Jamie developed this app to scratch his own itch to help figure out which books he already owns. The API portion of the app is a separate app that is public and free to use. I learned a lot about the .NET eco-system and even Discworld in this episode thanks to Jamie!

Topics Include

  • 0:59 – .NET Core is open source and runs on Windows, MacOS and Linux
  • 1:39 – The front-end is using Angular 2 and the back-end is using ASP .NET Core
  • 2:33 – Differences between ASP .NET Core, .NET Core and picking a programming language
  • 3:10 – .NET lets you write your program in multiple languages (C#, F# and VB.Net)
  • 4:49 – Jamie picked C# primarily due to previous experience using it
  • 6:35 – Jamie learns best by audio / video but also by building real projects
  • 7:30 – Learning by example vs learning by theory
  • 8:22 – Discworld is a series of comic fantasy books
  • 9:52 – The world is a disc held up by 4 elephants standing on a turtle swimming in space
  • 10:43 – Jame’s app lets you search for Discworld books, characters and locations
  • 11:47 – He built the app to help him figure out which books he already has
  • 12:34 – The search is handled by a free and open source RESTful API
  • 13:58 – The API uses Swagger that uses code as documentation to see example usages
  • 14:43 – ASP .NET Core lets you pick server side templates or an API back-end
  • 16:27 – Jamie wanted to learn a new front-end tool so he went API based with Angular 2
  • 17:19 – The front-end and back-end take a few seconds to warm up due to Azure’s free tier
  • 18:53 – That spin up time is similar to Heroku’s free tier and also how IIS works
  • 20:00 – SQLite is being used to store the books and everything else on the back-end
  • 21:18 – The API has a delete database endpoint but it’s protected by a strong password
  • 21:55 – Entity Framework Core is used as an ORM (Object-relational mapper)
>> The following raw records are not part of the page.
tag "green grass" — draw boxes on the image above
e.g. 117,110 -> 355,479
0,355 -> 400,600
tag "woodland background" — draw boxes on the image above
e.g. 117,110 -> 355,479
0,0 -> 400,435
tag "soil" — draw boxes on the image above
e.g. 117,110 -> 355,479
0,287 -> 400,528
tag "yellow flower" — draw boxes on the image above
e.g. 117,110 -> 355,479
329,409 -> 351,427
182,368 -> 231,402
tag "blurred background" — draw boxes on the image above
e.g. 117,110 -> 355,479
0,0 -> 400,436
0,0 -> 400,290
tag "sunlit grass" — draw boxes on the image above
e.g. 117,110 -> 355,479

  • 23:04 – Subtle differences between different databases like PostgreSQL and SQLite
  • 23:48 – Maybe dropping EF Core for Dapper which is a light weight ORM
  • 24:28 – Trade offs between using a high powered ORM and writing raw SQL
  • 24:48 – The code itself uses the LINQ library from Microsoft to query the data
  • 26:36 – The code base is 18 months old and it doesn’t use Docker, but it might soon
  • 28:18 – Azure’s free tier (at the time) gave you free resources but you didn’t pick the specs
  • 29:14 – Microsoft is very open about their platform, you can even visit their data centers
  • 30:19 – Infrastructure as a Service (IaaS) vs Platform as a Service (PaaS)
  • 32:51 – You get free SSL certificates with Azure’s PaaS offering on their domain
  • 33:48 – You can use a custom domain name with Azure’s paid plans
  • 35:09 – Walking through the deploy process from development to production
  • 35:49 – After pushing to GitHub, AppVeyor (CI / CD) takes over and deploys it to Azure
  • 37:44 – AppVeyor was used because Azure Pipelines wasn’t really around yet
  • 38:14 – Using a third party CI / CD tool has less vendor lock-in too
  • 39:49 – .NET Core rolls everything up into a single binary file that can be deployed
  • 41:02 – Both the API back-end and Angular front-end have separate binary files
  • 41:52 – Having single binary deployments makes it easier to manage deploys
  • 42:29 – Most folks can run his project as long as you have the .NET Core run-time installed
  • 45:05 – Jamie uses VSCode and JetBrains Rider instead of Visual Studio
  • 47:23 – Dealing with Azure database backups using a real DB server and SQLite
  • 48:35 – There is monitoring that keeps track of delete actions from the back-end API
  • 49:52 – This delete action API endpoint wouldn’t be used for client work or a “real” project
  • 50:25 – Jamie still uses his own app today to help keep track of which books he has
  • 52:25 – Best tips? Focus on the data relationships before writing your code
  • 53:22 – Switching the API from Discworld to Stephen King books, it works!